Ammar al-Hakim is the son of the late Shiite leader Abdul Aziz al-Hakim and grandson of the sect’s authority, Mohsen al-Hakim. He is known as a moderate Shiite leader and although he won only three seats in the recent elections, he enjoys personal and family political clout that allowed him to maintain a certain balance in the bloc. In 2017 he sought to breathe new life into the Islamic Supreme Council, which was founded by his uncle Muhammad Baqir al-Hakim in 1982, but he failed to effect changes due to the influence of hawks over the council. Therefore, he split from the council and founded the National Wisdom Movement, which won 17 seats in the 2018 elections. His moderate rhetoric has given him access to various powers including the United States, Iran and the Gulf states as well as Iraq's Kurds and Sunnis. A source in his movement who spoke to Al-Monitor on condition of anonymity called him “the only Shiite leader who currently does not have an armed faction.”

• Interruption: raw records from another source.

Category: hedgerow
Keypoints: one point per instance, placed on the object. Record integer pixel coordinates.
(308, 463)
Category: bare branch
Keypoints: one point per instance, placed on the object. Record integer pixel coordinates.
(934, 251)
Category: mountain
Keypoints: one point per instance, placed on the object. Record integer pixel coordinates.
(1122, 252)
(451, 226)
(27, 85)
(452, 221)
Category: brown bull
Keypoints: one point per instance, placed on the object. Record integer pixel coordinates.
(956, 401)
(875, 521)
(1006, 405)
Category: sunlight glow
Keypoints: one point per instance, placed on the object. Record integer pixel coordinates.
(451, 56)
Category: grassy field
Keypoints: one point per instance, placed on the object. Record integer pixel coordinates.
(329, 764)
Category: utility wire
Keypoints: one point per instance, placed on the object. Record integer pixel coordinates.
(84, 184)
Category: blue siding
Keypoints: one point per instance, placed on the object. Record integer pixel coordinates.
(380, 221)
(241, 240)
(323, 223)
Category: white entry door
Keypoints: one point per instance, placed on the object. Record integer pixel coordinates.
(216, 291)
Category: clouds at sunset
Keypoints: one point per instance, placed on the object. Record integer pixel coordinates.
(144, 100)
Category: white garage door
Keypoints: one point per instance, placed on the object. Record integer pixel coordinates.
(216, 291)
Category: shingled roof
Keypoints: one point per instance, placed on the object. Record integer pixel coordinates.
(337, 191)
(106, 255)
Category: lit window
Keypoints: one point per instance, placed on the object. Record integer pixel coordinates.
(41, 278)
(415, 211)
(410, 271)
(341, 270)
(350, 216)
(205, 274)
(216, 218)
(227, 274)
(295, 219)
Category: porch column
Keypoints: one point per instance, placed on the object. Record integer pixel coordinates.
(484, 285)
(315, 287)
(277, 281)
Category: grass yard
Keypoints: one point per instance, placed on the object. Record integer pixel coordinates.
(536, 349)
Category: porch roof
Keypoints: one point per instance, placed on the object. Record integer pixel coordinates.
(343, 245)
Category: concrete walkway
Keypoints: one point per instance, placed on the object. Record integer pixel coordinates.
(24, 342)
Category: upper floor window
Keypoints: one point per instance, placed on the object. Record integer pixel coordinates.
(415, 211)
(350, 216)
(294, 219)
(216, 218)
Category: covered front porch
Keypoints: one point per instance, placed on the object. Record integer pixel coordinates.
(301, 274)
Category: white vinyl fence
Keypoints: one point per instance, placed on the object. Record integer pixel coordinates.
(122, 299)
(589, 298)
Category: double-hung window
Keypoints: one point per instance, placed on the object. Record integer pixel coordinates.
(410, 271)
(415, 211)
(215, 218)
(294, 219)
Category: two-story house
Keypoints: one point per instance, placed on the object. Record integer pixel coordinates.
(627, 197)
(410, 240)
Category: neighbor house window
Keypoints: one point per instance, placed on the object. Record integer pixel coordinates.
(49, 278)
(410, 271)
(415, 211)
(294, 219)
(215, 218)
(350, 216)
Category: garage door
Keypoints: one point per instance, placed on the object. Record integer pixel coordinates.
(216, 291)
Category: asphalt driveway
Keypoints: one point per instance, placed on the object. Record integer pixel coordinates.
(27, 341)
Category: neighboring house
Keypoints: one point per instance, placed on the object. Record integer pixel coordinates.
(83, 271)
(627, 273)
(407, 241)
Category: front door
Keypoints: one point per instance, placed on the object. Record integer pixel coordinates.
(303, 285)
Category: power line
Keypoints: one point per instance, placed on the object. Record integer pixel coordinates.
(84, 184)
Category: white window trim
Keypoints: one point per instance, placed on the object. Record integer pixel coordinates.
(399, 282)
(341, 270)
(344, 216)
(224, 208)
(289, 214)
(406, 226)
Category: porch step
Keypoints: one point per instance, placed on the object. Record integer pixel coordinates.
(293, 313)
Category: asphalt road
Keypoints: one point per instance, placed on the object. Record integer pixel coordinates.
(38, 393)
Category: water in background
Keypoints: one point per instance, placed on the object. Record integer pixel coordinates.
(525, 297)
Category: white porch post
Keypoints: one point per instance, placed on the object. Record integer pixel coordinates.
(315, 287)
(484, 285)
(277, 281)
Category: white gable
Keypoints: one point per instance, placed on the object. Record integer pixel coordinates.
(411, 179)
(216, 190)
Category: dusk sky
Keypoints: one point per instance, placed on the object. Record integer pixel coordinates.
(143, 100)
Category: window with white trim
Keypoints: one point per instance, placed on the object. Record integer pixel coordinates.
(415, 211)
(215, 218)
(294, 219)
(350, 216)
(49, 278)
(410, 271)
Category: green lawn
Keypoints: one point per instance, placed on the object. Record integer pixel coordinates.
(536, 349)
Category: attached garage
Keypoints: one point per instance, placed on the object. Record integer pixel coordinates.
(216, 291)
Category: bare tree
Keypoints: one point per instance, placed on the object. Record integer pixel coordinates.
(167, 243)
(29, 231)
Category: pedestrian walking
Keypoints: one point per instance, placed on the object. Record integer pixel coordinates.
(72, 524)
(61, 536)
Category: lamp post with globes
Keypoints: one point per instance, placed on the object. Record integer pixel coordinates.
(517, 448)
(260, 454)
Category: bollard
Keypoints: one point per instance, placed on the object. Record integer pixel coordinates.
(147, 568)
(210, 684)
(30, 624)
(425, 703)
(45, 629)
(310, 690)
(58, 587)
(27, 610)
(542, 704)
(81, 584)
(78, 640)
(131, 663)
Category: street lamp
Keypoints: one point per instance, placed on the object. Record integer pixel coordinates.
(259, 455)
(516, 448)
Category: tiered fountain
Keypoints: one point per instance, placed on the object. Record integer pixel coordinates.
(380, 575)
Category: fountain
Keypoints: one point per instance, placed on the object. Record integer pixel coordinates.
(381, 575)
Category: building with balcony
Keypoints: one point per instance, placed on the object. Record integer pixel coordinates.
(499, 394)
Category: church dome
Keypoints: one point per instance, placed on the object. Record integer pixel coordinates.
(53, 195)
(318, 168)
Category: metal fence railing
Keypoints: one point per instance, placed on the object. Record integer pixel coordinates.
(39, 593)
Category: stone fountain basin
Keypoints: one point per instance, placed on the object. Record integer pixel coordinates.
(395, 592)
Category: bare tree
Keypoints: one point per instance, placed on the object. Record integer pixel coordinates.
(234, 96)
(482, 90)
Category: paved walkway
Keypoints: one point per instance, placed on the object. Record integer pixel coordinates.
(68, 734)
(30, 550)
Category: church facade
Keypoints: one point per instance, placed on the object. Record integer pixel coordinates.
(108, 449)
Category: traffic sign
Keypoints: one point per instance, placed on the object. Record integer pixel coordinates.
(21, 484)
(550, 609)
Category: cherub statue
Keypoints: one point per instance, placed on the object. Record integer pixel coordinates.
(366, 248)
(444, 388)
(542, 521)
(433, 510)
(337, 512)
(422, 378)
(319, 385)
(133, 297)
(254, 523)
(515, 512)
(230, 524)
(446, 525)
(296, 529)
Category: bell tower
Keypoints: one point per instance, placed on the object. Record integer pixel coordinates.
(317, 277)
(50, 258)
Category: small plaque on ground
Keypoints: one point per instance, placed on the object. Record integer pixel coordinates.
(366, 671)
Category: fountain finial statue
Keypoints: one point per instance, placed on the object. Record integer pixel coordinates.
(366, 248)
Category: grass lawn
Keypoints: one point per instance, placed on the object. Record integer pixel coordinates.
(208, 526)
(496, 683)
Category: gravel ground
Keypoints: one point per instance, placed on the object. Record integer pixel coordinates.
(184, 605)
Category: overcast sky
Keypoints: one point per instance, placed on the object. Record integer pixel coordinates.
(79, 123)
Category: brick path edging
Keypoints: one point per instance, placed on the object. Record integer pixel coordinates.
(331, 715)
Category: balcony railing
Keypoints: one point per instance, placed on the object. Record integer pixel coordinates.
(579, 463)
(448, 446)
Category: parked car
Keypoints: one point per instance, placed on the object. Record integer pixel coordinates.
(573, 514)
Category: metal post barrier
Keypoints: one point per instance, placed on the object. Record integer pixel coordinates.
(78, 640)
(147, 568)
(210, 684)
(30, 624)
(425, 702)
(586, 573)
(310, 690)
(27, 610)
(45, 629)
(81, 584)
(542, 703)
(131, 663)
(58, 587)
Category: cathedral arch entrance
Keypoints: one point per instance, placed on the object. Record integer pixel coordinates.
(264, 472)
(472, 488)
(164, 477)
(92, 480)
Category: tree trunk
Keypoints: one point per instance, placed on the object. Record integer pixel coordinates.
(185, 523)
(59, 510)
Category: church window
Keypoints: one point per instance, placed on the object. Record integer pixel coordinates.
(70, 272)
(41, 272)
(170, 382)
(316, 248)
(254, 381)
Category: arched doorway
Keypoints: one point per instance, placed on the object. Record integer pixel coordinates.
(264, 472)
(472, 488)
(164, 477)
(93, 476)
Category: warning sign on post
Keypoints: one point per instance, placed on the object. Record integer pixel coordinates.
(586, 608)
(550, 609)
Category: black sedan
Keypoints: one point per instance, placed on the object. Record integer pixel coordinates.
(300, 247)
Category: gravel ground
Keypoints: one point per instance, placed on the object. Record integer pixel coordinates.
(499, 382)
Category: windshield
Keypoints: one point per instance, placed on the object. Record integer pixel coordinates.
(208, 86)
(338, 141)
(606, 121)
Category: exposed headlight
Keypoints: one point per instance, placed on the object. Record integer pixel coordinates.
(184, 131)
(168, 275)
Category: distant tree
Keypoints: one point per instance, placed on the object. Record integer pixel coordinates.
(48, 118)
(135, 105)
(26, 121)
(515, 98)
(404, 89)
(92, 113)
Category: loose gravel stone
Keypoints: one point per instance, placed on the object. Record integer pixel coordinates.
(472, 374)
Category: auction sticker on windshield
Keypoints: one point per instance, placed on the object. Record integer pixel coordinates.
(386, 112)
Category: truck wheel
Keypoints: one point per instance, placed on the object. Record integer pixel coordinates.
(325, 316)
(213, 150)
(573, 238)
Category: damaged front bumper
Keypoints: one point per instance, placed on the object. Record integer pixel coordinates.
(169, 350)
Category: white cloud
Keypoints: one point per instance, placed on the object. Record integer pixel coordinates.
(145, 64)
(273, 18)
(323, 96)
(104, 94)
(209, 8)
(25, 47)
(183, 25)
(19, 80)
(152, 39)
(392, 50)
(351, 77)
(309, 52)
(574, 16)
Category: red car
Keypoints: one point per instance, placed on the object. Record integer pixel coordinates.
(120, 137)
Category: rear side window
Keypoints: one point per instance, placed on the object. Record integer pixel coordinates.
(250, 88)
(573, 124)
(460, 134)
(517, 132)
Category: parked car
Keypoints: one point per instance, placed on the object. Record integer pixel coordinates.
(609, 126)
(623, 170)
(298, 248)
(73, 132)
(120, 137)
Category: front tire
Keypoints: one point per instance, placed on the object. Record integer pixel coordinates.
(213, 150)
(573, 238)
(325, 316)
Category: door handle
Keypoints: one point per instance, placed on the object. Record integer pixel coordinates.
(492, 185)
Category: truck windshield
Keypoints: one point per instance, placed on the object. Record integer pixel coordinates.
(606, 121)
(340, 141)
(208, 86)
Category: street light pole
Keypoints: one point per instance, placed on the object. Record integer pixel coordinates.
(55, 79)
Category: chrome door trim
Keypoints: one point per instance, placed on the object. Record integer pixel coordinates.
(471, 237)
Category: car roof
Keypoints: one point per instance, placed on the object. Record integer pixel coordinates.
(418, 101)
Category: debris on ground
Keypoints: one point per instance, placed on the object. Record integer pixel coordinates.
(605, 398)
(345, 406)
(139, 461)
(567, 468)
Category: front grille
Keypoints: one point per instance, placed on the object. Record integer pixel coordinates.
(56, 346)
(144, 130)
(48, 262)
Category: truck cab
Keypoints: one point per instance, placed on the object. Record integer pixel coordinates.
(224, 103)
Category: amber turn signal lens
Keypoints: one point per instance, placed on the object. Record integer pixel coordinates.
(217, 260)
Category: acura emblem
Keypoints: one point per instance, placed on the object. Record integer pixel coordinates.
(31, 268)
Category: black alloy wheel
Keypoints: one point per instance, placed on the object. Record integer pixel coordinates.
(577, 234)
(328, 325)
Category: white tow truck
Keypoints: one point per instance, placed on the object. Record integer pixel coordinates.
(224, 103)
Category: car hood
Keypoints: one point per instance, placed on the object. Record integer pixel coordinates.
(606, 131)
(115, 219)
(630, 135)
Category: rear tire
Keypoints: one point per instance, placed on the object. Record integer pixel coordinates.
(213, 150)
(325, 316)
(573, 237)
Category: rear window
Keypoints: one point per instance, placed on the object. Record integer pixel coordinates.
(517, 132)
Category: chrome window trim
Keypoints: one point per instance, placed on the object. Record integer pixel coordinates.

Haider al-Abadi is the head of the Victory Alliance, which headed the Iraqi government between 2014-2018, and is considered a moderate Shiite leader. He belongs to the Islamic Dawa Party and was deemed one of its most prominent leaders until he resigned in 2019. His rhetoric is moderate. Though he tried to build his campaign on his legacy of victory against the Islamic State and defending Iraq's sovereignty against the Kurdistan referendum, he did only win one seat in the last elections in 2021.
Faleh al-Fayyad split from the Islamic Dawa Party and joined the National Reform Movement led by former Prime Minister Ibrahim al-Jaafari. He has headed the Popular Mobilization Units since its founding in 2014 and served as national security adviser and head of national security. He currently heads the National Contract Coalition, which has eight seats in the parliament.
The Coordination Framework is not a political party or coalition, it is an umbrella for Shiite parties to coordinate. The Sadrist movement was a part of it before withdrew in early 2021. The Coordination Framework meets on a weekly basis but does not have a fixed headquarters. Its meetings are periodically held at the offices of one of its leaders.
While one cannot say that the bloc's leaders are on the same page, they are all pursuing a common goal of opposing Sadr, because they know that Sadr's growing influence means greater exclusion for them.
The forces of the Coordination Framework are in competition with each other, and the conflict worsened at the beginning of 2019 with an exchange of threats between the Wisdom Movement and the Asa’ib Ahl al-Haq movement. Likewise, Maliki believes that Abadi reached the premiership in 2014 by deception and at his expense.
Some of the groups are aligned with Iran. Amiri, Khazali and Fayyad have close relations with Iran, particularly the IRGC. The commander of the IRGC's Quds Force, Ismail Qaani, has attended some of its meetings, according to Al-Monitor's sources.
The only thing that brought the Coordination Framework together and united them is their conflict with Sadr. Without it, their sharp differences would cause them to quickly break up.